In many communities, we hardly see new cases– she notes, adding that the regions of Greater Vancouver, Peace and from Grand Forks are still the exception.
In general, the number of cases has dropped sharply since mid-April.she says.
This is a testament to the strength of the immunization campaign.
One of the side effects of the vaccine is hope, optimism and a bright future.
8 week interval between doses
More than 72.8% of the eligible population aged 12 and over and 74.9% of adults received at least one dose, bringing the total number of doses vaccinated to over 3.8 million.
Registration for the second dose will open eight weeks after the first vaccination.
The offer is always limited– says Dr. Henry, but the early arrival of 7 million doses of Moderna vaccine could speed up immunization, she said.

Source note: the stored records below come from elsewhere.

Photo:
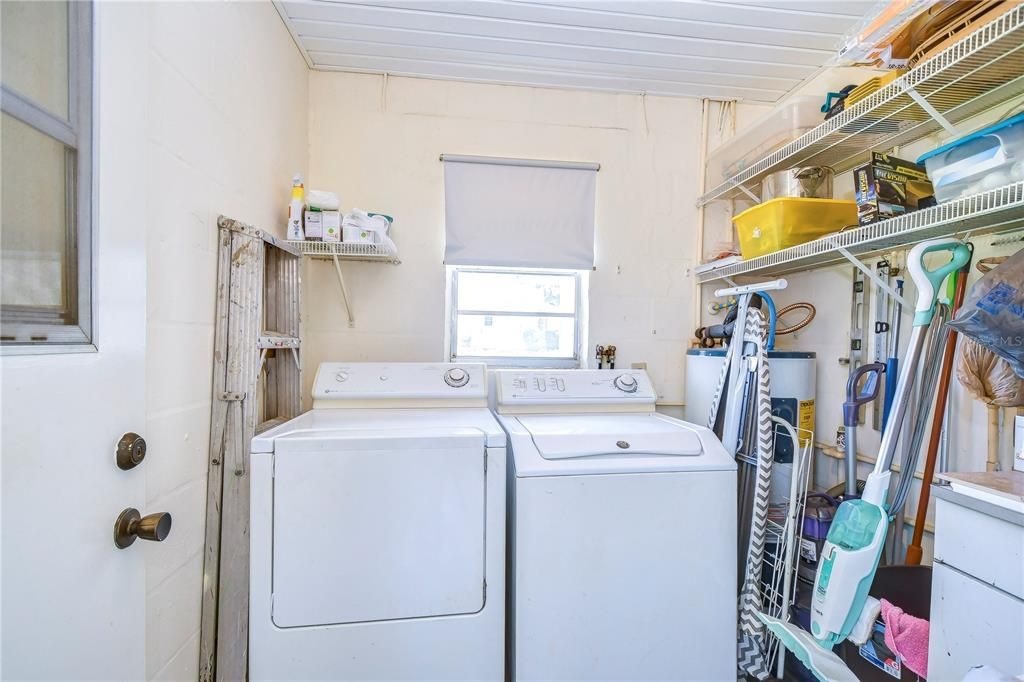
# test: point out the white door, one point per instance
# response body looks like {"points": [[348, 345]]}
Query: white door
{"points": [[73, 604]]}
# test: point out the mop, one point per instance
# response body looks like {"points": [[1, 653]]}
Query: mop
{"points": [[841, 606], [749, 350]]}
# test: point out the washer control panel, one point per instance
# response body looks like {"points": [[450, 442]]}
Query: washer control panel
{"points": [[383, 381], [573, 386]]}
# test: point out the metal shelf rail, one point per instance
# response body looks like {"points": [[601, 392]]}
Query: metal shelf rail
{"points": [[993, 211], [981, 71], [339, 251], [346, 251]]}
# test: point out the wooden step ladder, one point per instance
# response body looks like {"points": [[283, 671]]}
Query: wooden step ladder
{"points": [[257, 383]]}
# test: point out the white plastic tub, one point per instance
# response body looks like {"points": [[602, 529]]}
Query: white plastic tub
{"points": [[991, 158]]}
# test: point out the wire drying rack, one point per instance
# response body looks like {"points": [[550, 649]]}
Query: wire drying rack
{"points": [[783, 535]]}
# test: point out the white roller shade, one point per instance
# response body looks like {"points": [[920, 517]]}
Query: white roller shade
{"points": [[518, 213]]}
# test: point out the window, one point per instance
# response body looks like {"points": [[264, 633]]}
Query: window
{"points": [[515, 316], [46, 159]]}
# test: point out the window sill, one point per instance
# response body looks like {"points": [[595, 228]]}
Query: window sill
{"points": [[16, 349]]}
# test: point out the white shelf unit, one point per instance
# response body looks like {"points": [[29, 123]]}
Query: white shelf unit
{"points": [[979, 72], [993, 211], [376, 253], [339, 251]]}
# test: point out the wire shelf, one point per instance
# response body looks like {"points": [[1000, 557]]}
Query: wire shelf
{"points": [[992, 211], [981, 71], [377, 253]]}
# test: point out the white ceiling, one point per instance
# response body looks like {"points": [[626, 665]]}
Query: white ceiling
{"points": [[755, 50]]}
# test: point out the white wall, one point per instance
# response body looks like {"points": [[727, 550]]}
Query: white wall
{"points": [[227, 128], [379, 147]]}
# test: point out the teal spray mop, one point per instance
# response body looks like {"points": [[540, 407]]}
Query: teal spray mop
{"points": [[841, 607]]}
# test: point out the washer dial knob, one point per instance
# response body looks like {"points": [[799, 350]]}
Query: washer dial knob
{"points": [[625, 382], [456, 377]]}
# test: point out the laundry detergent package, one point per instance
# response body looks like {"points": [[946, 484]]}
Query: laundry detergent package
{"points": [[992, 313], [888, 186], [314, 225], [331, 224]]}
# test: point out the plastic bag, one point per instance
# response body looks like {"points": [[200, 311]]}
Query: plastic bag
{"points": [[992, 314], [987, 376]]}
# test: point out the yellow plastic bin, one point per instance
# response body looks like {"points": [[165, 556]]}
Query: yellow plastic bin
{"points": [[780, 223]]}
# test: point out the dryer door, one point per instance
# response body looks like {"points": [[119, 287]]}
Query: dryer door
{"points": [[378, 526]]}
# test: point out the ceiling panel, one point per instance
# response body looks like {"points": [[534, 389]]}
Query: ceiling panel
{"points": [[753, 51]]}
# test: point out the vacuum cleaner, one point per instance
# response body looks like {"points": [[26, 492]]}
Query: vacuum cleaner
{"points": [[841, 607]]}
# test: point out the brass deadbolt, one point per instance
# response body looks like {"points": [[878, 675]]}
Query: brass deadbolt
{"points": [[131, 525], [131, 451]]}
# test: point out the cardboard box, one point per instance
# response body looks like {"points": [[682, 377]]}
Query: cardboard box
{"points": [[331, 223], [888, 186], [313, 226]]}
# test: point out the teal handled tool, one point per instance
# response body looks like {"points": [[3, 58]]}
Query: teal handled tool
{"points": [[841, 607], [861, 388]]}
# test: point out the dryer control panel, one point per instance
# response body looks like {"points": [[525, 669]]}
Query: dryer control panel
{"points": [[343, 382], [574, 387]]}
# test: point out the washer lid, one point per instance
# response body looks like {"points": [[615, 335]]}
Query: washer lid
{"points": [[568, 436]]}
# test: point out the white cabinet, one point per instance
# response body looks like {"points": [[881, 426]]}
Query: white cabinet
{"points": [[977, 614]]}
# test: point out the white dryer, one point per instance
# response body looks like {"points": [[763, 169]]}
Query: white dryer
{"points": [[378, 529], [622, 533]]}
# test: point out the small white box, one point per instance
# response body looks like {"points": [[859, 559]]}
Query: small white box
{"points": [[358, 236], [331, 224], [313, 226]]}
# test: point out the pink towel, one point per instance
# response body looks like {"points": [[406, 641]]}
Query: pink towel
{"points": [[907, 636]]}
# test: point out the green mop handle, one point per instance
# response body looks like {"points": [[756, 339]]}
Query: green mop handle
{"points": [[927, 282]]}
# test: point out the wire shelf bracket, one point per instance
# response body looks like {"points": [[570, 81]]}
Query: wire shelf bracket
{"points": [[339, 251]]}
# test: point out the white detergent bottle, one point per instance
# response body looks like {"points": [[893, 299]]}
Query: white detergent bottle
{"points": [[296, 209]]}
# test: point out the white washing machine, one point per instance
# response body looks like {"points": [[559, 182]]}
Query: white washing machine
{"points": [[378, 529], [622, 529]]}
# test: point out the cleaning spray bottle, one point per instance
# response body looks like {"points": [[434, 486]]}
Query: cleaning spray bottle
{"points": [[295, 210]]}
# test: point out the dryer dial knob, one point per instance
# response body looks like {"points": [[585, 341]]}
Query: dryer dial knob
{"points": [[625, 382], [456, 378]]}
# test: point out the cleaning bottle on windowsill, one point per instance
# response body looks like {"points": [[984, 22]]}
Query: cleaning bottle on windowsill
{"points": [[295, 210]]}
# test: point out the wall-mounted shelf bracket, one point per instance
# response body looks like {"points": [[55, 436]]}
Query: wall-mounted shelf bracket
{"points": [[869, 273], [344, 291], [339, 251], [934, 113]]}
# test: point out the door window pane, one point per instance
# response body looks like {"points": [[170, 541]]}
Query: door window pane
{"points": [[35, 230], [35, 52]]}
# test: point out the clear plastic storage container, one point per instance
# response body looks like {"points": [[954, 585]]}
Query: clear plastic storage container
{"points": [[784, 124], [781, 223], [991, 158]]}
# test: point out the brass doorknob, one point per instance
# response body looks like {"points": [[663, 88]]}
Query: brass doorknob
{"points": [[131, 451], [131, 525]]}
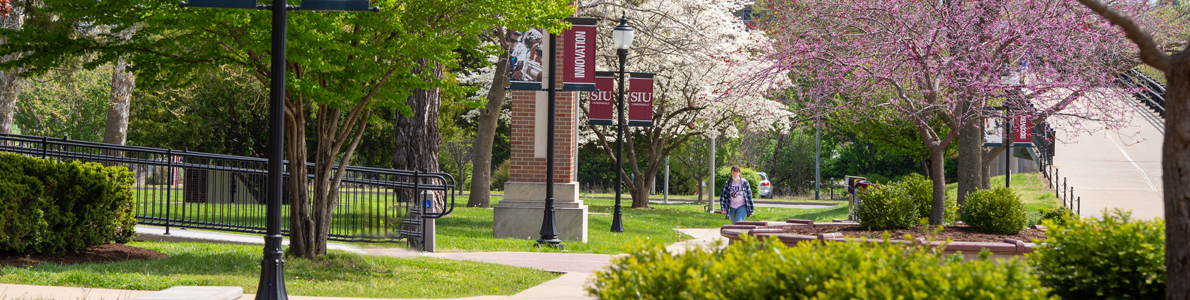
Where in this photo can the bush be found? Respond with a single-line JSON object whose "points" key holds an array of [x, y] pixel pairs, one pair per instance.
{"points": [[921, 191], [725, 173], [1113, 257], [884, 207], [995, 211], [768, 269], [62, 207]]}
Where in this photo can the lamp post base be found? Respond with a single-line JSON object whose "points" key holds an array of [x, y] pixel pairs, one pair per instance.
{"points": [[273, 272]]}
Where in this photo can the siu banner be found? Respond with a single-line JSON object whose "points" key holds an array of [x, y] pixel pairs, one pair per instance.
{"points": [[640, 99]]}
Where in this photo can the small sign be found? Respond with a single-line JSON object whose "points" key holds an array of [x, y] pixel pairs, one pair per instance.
{"points": [[578, 58], [993, 131], [602, 100], [640, 100], [1021, 130]]}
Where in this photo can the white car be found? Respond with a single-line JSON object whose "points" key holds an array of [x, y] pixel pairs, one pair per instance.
{"points": [[765, 186]]}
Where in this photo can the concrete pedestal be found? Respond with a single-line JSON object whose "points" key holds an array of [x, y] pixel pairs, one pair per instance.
{"points": [[520, 213]]}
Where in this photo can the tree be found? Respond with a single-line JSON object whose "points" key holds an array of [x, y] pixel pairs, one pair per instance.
{"points": [[340, 64], [694, 47], [10, 80], [1176, 147], [934, 61], [461, 151]]}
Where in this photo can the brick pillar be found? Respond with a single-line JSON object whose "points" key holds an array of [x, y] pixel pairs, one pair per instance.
{"points": [[519, 214]]}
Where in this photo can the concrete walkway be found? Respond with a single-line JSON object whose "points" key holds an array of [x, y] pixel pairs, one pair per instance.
{"points": [[1116, 169], [576, 268]]}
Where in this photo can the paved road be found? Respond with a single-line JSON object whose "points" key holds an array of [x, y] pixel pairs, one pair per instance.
{"points": [[1116, 169]]}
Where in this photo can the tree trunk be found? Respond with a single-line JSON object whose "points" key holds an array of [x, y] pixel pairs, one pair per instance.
{"points": [[123, 82], [301, 224], [970, 161], [989, 155], [418, 138], [10, 80], [1176, 180], [937, 174], [486, 136]]}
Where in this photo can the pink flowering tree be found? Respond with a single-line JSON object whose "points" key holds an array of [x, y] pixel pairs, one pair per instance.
{"points": [[944, 62]]}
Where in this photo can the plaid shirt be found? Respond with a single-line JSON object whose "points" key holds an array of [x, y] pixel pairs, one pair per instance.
{"points": [[725, 198]]}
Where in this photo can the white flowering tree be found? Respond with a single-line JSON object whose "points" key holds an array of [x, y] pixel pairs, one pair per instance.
{"points": [[696, 48]]}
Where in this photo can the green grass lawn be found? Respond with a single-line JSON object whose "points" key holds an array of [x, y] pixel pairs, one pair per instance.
{"points": [[469, 229], [338, 274], [1029, 186]]}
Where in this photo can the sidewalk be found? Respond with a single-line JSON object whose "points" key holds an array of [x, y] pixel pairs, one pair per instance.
{"points": [[576, 268]]}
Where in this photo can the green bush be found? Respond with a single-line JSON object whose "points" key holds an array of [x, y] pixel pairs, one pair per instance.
{"points": [[1113, 257], [921, 191], [725, 173], [768, 269], [884, 207], [995, 211], [62, 207]]}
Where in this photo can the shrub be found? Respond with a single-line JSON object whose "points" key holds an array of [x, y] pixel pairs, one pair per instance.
{"points": [[62, 207], [884, 207], [725, 173], [995, 211], [921, 191], [768, 269], [1113, 257]]}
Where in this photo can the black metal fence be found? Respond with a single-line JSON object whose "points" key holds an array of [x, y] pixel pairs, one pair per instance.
{"points": [[1148, 91], [1044, 142], [226, 193]]}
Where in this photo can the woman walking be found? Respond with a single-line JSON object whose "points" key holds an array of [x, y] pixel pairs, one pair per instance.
{"points": [[736, 197]]}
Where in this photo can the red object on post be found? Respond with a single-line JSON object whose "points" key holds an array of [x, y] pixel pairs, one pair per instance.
{"points": [[1021, 129], [578, 57], [602, 100], [640, 100]]}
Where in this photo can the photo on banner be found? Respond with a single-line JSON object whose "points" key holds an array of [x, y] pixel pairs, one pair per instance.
{"points": [[602, 101], [526, 66]]}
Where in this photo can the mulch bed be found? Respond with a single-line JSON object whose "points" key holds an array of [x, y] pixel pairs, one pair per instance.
{"points": [[956, 233], [100, 254]]}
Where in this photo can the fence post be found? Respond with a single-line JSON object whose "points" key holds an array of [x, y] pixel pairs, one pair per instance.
{"points": [[169, 186]]}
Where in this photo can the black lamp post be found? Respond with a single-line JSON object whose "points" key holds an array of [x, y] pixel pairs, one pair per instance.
{"points": [[273, 267], [549, 224], [622, 38]]}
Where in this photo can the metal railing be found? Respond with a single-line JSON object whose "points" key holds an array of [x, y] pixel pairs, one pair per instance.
{"points": [[1044, 143], [226, 193], [1148, 91]]}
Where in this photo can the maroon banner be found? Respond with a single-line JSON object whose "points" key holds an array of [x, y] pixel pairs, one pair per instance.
{"points": [[578, 56], [1021, 130], [640, 100], [602, 101]]}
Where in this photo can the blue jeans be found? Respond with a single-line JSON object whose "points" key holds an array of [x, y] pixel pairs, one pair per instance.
{"points": [[737, 214]]}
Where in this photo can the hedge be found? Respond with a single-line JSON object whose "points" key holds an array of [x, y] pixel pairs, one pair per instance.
{"points": [[62, 207], [768, 269]]}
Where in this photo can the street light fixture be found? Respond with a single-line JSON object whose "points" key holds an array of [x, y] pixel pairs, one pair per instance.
{"points": [[622, 38], [273, 267]]}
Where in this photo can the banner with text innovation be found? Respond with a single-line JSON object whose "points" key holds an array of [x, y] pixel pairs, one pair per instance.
{"points": [[602, 100], [578, 56], [526, 66], [640, 99], [1021, 130]]}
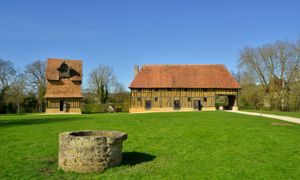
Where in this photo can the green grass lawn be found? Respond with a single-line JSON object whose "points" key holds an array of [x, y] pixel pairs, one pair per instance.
{"points": [[295, 114], [208, 145]]}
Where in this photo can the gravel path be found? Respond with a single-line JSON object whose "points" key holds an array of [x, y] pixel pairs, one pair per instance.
{"points": [[283, 118]]}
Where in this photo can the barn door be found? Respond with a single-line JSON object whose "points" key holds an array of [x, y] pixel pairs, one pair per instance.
{"points": [[177, 104], [197, 105]]}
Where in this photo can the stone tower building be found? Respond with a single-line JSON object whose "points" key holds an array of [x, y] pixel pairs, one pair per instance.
{"points": [[63, 89]]}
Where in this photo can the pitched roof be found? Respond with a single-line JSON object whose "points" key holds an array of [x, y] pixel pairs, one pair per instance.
{"points": [[184, 76], [53, 64], [64, 87]]}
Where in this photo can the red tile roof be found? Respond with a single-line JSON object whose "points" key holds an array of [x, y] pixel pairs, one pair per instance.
{"points": [[184, 76]]}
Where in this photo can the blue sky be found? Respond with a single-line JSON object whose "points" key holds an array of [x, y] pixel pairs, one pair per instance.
{"points": [[123, 33]]}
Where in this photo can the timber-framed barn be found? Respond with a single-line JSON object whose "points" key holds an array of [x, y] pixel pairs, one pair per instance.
{"points": [[182, 88], [63, 88]]}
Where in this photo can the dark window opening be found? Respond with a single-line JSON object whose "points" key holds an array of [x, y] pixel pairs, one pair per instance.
{"points": [[64, 71], [197, 105], [148, 104], [61, 105], [177, 104]]}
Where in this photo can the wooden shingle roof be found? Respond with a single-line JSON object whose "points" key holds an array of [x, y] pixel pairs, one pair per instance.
{"points": [[63, 87], [184, 76], [53, 64]]}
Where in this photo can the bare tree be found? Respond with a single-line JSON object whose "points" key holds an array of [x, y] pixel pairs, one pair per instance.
{"points": [[275, 67], [16, 93], [36, 81], [7, 75], [102, 80]]}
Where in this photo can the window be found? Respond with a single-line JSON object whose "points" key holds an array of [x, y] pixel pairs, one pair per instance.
{"points": [[64, 71], [148, 104]]}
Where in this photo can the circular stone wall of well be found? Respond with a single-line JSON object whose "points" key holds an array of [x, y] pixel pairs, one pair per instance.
{"points": [[90, 151]]}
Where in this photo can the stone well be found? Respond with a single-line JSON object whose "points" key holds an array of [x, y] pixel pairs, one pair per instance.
{"points": [[90, 151]]}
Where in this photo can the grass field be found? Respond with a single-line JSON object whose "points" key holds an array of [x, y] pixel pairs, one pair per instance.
{"points": [[295, 114], [189, 145]]}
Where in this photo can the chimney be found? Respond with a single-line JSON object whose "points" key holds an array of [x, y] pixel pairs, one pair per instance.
{"points": [[136, 69]]}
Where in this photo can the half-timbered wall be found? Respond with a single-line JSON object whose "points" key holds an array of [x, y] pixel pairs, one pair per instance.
{"points": [[55, 102], [164, 98]]}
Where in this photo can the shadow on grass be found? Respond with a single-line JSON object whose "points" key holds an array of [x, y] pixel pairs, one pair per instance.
{"points": [[133, 158], [20, 122]]}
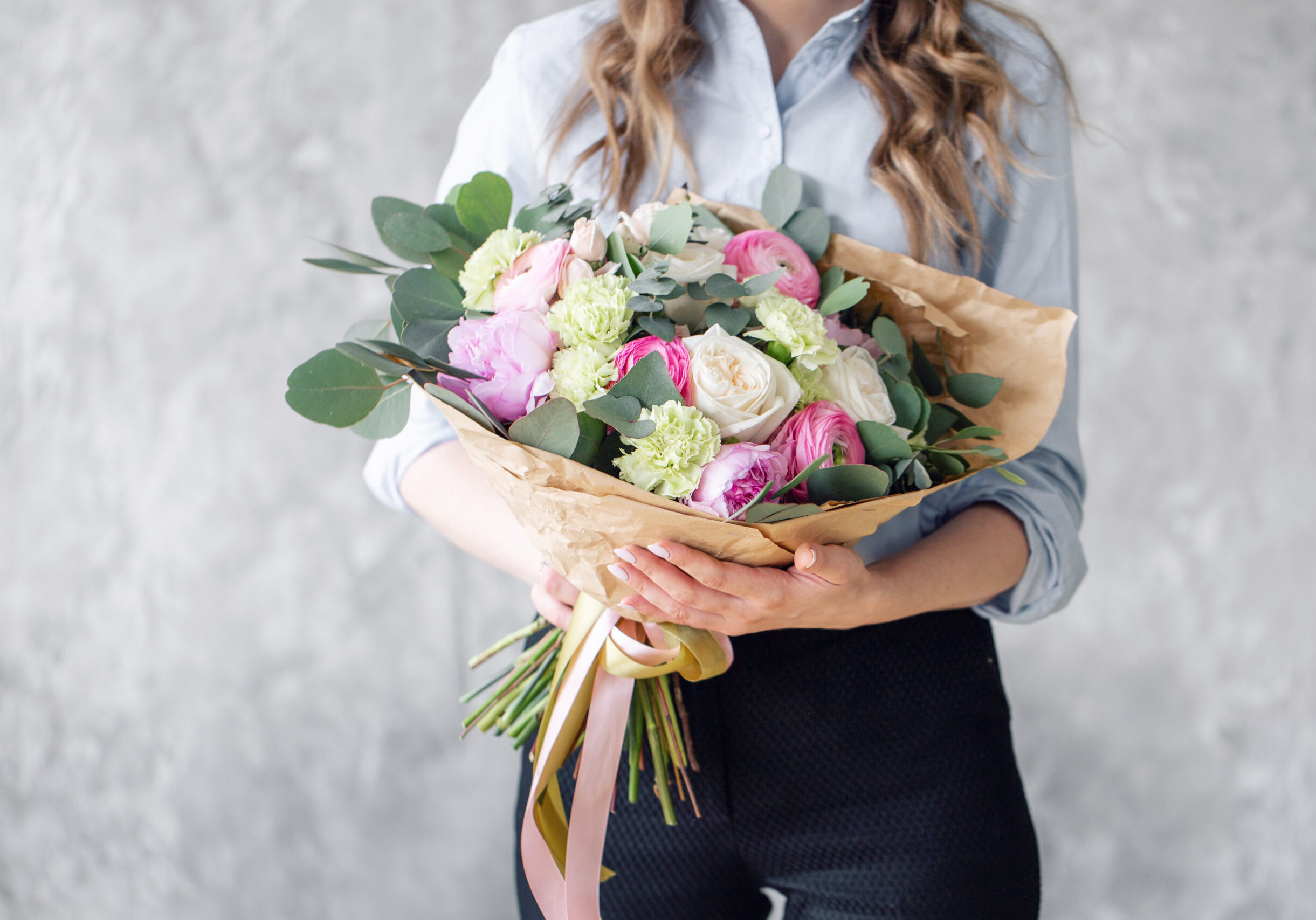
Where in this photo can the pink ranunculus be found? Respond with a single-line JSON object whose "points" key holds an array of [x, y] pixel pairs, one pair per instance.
{"points": [[735, 477], [573, 270], [819, 430], [674, 355], [512, 352], [761, 252], [533, 278], [845, 336]]}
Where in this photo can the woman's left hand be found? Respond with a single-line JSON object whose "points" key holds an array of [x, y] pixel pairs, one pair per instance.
{"points": [[828, 587]]}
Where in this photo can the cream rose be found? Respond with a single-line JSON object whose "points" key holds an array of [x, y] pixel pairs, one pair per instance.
{"points": [[697, 262], [856, 386], [738, 386]]}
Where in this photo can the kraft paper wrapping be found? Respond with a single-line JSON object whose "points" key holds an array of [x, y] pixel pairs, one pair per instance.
{"points": [[575, 515]]}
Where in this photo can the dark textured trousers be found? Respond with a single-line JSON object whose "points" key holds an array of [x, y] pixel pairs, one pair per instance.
{"points": [[865, 773]]}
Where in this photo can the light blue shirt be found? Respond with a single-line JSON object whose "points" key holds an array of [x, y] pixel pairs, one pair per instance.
{"points": [[822, 123]]}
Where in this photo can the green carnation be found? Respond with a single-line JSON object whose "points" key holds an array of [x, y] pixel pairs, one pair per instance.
{"points": [[812, 388], [672, 459], [582, 374], [487, 265], [592, 312], [797, 327]]}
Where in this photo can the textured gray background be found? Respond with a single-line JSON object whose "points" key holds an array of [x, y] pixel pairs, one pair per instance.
{"points": [[228, 678]]}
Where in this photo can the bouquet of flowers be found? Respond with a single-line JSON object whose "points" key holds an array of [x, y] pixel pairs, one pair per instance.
{"points": [[742, 382]]}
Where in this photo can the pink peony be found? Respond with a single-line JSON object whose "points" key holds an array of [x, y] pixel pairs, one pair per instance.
{"points": [[819, 430], [533, 278], [735, 477], [845, 336], [512, 352], [761, 252], [674, 355]]}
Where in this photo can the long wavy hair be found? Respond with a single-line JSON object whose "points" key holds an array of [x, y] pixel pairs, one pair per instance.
{"points": [[924, 64]]}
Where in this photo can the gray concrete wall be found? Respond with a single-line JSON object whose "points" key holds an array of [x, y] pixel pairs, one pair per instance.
{"points": [[228, 678]]}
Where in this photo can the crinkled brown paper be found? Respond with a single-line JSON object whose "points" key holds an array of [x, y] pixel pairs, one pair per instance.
{"points": [[577, 515]]}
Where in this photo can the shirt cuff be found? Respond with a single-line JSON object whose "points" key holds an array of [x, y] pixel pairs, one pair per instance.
{"points": [[427, 428]]}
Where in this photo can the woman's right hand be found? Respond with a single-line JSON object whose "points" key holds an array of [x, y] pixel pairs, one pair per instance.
{"points": [[553, 597]]}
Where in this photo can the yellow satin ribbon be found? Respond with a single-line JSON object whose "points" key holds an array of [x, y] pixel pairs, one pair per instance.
{"points": [[699, 657]]}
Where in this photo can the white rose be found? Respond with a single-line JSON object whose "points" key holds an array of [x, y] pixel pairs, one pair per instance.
{"points": [[738, 386], [857, 388], [697, 262], [635, 227], [718, 237]]}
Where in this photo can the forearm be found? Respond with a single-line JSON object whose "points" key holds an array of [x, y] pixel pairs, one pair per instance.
{"points": [[976, 556], [446, 490]]}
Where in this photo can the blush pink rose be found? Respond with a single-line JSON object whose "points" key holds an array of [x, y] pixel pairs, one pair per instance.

In March, Dr. Henry was the first of her colleagues in Canada to suggest a 16-week delay between two doses. In May, the province narrowed the gap to 8 weeks.
In a press briefing on Thursday, the health chief argued that new research shows that the protection offered by vaccines is greater the longer the time interval between injections, without offering more details.
Residents of British Columbia will be exempted from restrictive measures from June 15th. Recreational travel will be allowed in the province, as will closed public gatherings for 50 people.
This transition should be gradual, respectful and fluid, ”repeats Dr. Bonnie Henry, adding that she was not questioned.
also optimistic for a long time.
Despite the optimistic forecasts, Health Minister Adrian Dix reminds that the disease is forever and that we must learn from the pandemic.
Covid-19 will stay with us for years to come.
British Columbia has reported 153 new cases of COVID-19 in the past 24 hours and announced 4 new deaths from the disease, bringing the province’s total deaths to 1,729.
The alpha variant (United Kingdom / B.1.1.7) currently accounts for 54% of cases.